The use of personalisation allows banks to differentiate themselves in an increasingly crowded market, and target new customers by offering them relevant packages and services, such as offering them mortgage packages if they are talking about buying a house, or student accounts if they are about to start university.
2. Artificial intelligence
Algorithms are crucial in organising and analysing large amounts of data, particularly when so much of that information is unstructured. By 2020, the amount of data that could provide business insight is predicted to double, meaning that machine learning algorithms are likely to not only increase in use, but develop in sophistication.
The use of machine learning algorithms has massive potential for organisations within the financial services industry. It allows companies to carry out real-time analysis and make effective decisions based on the data available about their customers, which is particularly useful when it comes to making decisions about risk in the insurance sector.

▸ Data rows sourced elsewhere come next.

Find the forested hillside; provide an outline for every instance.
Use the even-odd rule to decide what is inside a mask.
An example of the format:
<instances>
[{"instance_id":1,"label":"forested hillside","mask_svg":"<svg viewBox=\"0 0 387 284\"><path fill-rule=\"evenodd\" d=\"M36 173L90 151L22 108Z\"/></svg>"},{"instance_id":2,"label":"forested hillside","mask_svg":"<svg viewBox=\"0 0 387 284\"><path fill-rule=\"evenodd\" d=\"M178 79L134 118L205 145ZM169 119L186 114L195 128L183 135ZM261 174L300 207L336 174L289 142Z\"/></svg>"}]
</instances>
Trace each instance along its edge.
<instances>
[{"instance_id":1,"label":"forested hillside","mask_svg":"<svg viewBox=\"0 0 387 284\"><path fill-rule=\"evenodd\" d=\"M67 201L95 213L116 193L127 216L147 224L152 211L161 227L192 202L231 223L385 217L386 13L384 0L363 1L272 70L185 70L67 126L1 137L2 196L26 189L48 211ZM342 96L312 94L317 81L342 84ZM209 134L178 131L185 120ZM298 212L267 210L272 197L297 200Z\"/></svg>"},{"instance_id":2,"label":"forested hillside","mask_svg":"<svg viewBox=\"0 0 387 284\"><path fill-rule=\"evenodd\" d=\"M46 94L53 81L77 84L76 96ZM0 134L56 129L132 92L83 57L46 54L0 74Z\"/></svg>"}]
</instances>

3. More demand for analytical skills
It goes without saying that companies can’t rely entirely on algorithms – the supervision and development of machine learning applications require a lot of new skills. A survey last year by NewVantage Partners found that 54% of firms surveyed now report having appointed a chief data officer, up from just 12% in 2012.
The increased demand for big data will undoubtedly lead to businesses needing to recruit staff with the relevant skill sets, or at least working with an external specialist to keep up with industry competition and customer expectations. It is also likely that we will see an increase in people with job titles including data scientists, data modellers, data analysts, developers and more, due to the increase in the amount of data and the need to analyse it.
Ultimately, it doesn’t look like big data is going anywhere – in fact, it is the future for many sectors. A report by IDC claims that worldwide revenues for big data and business analytics will grow from $130.1 billion last year to $203 billion in 2020.
It’s certain that, when used effectively, big data has the potential to transform the financial services industry, from acquiring and retaining customers to making reactive decisions to benefit businesses.